I know that trusting myself and my body is my path to recovery. But it seems like I still have work to do. I need to go back to the beginning and pay attention to my moods, look at an emotion wheel and label how I’m feeling. Learn what those moods are trying to tell me. Then use that knowledge to work out what I do next, so that I continue to grow and evolve. Because what use is recovery if I don’t?

My Lowest Point

Trigger Warning: suicidal thoughts

There’s something happening at the moment which is bringing back painful memories. Triggering me, if you will. And as always when I’m struggling, I’m hoping writing it down will help. I’m aware it might not be helpful to some readers: if that might be you, please click away from this post now.

Around a decade ago, my life as I knew it ended.
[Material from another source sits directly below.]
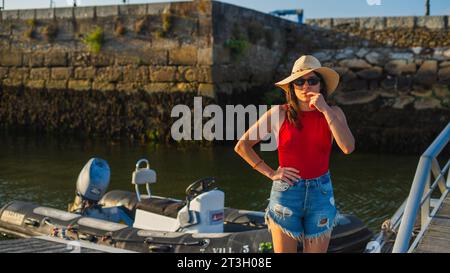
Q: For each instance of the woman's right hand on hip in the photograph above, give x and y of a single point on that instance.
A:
(286, 174)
It started with workplace bullying, which led to a decline in my mental health. I developed debilitating anxiety, was prescribed propranolol after a particularly distressing anxiety attack which lasted for two days straight, and had counselling.

The issues continued, then my workplace was restructured and I was told I was facing redundancy. My mood declined. I would go to bed at night hoping that I wouldn’t wake up the next morning. Those thoughts gradually became more intrusive. I was barely able to function, and recognised that this was the worst depressive episode I had ever had. I went back to my GP and asked for antidepressants.

Two weeks after I started the antidepressants, my partner of ten years told me he no longer loved me and I needed to move out. I couldn’t even cry. I was still getting used to the medication, and I listened with dry eyes, not knowing what or how to feel about the fact that my world was falling apart. I was mentally ill, and in one fell swoop, I was losing my job, my partner and my home.

I went to bed that night and made a plan to end my life the next morning.

To this day, I don’t know what stopped me from carrying out that plan, but I am so grateful I didn’t. Even though I’m struggling right now.

That job I lost was so stressful it literally made me ill. My relationship wasn’t making me happy and hadn’t done for years. I wouldn’t have been able to recover with those things still in my life.

So I moved in with my parents because I had nowhere else to go, and let them take care of me while I couldn’t look after myself. I had more counselling, and did a little freelance work while I looked for a full-time job.

I built a new life somewhere new. I got treatment for my ED, weaned off the antidepressants, quit smoking, made friends. I’m even finally starting to think I might be ready for a new relationship.

The last few months have been tough, but this is a reminder to myself that I have survived worse and come back stronger. I will be just fine, I just need a little time to recover and figure out my next move.

If you are struggling, too, please speak to your GP. I have.